My sister and I have been back from Mallorca for enough days for me to realise that it was an experience worth relaying. Unsure of whether it should revolve around how I felt about it, or whether it should just read as a story that neglects the internals. How important is it to travel? It is for those of us who live inside a reasonable amount of comfort, with identities that different environments react to differently each time.
I think it needs to happen. I think you need to know, to live out and feel unmeasured the kinds of people and landscapes we know of but hardly stand directly in front of ourselves. Stories aren’t enough if it isn’t you standing in the middle of them.
Mallorca is a bit like the wild west. It isn’t like Nevada. It would be if I had maybe hovered over it like a drone, not walking on the ground meeting things; if I was just looking at it- the red stone, the bald cliffs and the darkish mountains and all of the eternal dryness. But I don’t know about the people of Nevada and even if I did, the stories wouldn’t hold me like the direct experiences of Mallorca have. The wild west is the Mallorca environment with all the showy cacti and the hardened plants that look as if they are dying from the moment they sprout. And it’s the dead wild west that are the minds of the people we found there, dry, set, impenetrable minds. Old and unwilling.
I hate staring, and I hate being bothered, so I wonder how someone like me can also be black, and also be a woman. In London, when you catch people staring at you, it’s with some mindless expression, and they look away. And in London, it’s less likely they’re thinking:
“The audacity of you? Remarkable.”
You barely care what they might be thinking, because they have the necessary dosage of shame to look away in the end. They will explore those thoughts of you by themselves without forcing you in on it.
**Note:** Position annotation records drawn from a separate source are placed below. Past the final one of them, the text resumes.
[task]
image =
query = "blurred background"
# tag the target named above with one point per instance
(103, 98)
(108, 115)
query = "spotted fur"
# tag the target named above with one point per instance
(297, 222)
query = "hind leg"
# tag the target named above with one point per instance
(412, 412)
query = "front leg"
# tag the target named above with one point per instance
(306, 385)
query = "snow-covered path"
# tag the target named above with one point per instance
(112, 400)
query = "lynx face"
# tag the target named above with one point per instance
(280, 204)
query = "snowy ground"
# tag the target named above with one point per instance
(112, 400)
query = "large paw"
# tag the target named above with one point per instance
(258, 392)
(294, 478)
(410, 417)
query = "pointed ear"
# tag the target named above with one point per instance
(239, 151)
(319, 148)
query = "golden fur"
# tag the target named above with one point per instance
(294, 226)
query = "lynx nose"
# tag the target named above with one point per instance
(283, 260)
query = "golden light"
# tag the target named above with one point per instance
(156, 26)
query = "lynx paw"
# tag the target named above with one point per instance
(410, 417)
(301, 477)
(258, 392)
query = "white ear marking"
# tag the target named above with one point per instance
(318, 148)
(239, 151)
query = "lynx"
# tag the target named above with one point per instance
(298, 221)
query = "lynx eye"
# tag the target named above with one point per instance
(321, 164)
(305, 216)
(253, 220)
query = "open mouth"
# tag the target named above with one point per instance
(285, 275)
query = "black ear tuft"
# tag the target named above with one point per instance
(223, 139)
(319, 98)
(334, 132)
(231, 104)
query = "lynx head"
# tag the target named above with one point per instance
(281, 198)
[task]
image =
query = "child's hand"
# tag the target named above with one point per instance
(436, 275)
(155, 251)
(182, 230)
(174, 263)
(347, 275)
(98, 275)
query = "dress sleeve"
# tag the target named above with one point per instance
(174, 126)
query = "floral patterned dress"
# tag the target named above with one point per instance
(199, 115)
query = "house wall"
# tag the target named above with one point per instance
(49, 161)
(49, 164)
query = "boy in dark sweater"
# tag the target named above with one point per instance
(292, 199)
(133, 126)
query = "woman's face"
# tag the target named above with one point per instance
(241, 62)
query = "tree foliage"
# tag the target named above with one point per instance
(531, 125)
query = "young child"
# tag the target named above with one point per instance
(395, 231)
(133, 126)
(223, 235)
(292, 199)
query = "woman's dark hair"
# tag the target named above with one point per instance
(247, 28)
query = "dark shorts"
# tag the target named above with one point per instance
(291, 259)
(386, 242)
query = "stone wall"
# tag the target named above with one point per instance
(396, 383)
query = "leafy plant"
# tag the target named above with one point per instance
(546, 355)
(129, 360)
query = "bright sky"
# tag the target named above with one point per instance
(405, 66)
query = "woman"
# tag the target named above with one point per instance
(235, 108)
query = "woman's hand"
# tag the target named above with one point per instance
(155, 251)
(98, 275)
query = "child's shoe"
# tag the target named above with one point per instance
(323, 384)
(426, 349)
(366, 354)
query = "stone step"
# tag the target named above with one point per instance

In London we are one of those minorities that hardly have to confront the grinding effect of the idea. For me, there are black people in every place they need to be, even if it’s merely two of us absorbing all of the pitfalls of being unique.
In London, if someone is white with those brash knotted braids that look as if they’re about to force their brains from their newly red, pulled skulls, they will have the good sense to look away from you. They’ll pretend you’re not there. They are people who have made a decision about themselves, and would rather wear their fandom on their sleeves. It is Mallorca, and other bits of Europe, where a freshly browned white woman with Bo Derek braids will look at you with your kinks and natural colouring like she might take joy in your death. And she won’t look away when you catch her staring. We found out the braider was a round African woman in headdress positioned by the beach; her right to be there all on a pavement sign made exclusively of white women and little girls with her finger work knitted into their scalps. Getting her bag.
I felt like there were cameras in the eyes of the Mallorca people, getting clips for a film they might be showing in the dining room of the hotel we were never willing to sit in. We were definitely specimens- my sister and I, at this 4 star hotel in the Mallorca countryside (yes I know) wading through the wealthy locals and British people who seemed to know what Mallorca was all about, and revelled. Like something imported for entertainment purposes. We took the stares in our stride, aside from tired mornings. The black people that eventually joined us came with white people, and they’d be stretched out by the communal poolside unflinching, and we’d be some comfortable meters away necking our drinks so that we could be free for the day.
I felt fine when I was looking down on all of their heads from our room when no one knew where I was to look at; and when I was looking out at the ocean view forgetting there was more to the world than lonely boats, the moon and the sun and the one who made those pleasant things. And when we saw a shooting star while dining away. And when I brought my devotion notes to the communal area a couple mornings, and people became little Satan’s with their frustrated gawking.
The point is, the people were angry- in the shades of stark white, peach and olive. I think the hotel was simply too good for us, with its lipstick stained cups and funny meats, and it’s broken lifts and cigarette perfume. And I think we looked too wealthy for our station. Too unashamed with our big hair. They just watched us get darker and darker, welcoming in the deeper glow, disgusted. But what could they do? Drug one of those incredibly weak cocktails and ship us off some place where black people aren’t free? It was the pure audacity of us, walking the night streets of Magaluf while they were hot with football chants, naked white chests and the accents of the North. And it was us too crossing their dance floors to all of the potently European songs, laughing at their electric sliding to the same two Afrobeats, night after night, being the only two that could have the moon’s light dance with our skin. And then It was us writing set lists for the Djs, doing what black people do- providing the coding for all things fun and worthwhile.
It was us, learning where we stand in the places we are not, in the minds of the people we don’t give a second thought to here in London. And when I got back to London, my eye bags had still shrivelled away, my hair- maybe bigger who knows, and my skin- even more shameless and deep with health from a sun it can stand. And emboldened was my right to go anywhere I please.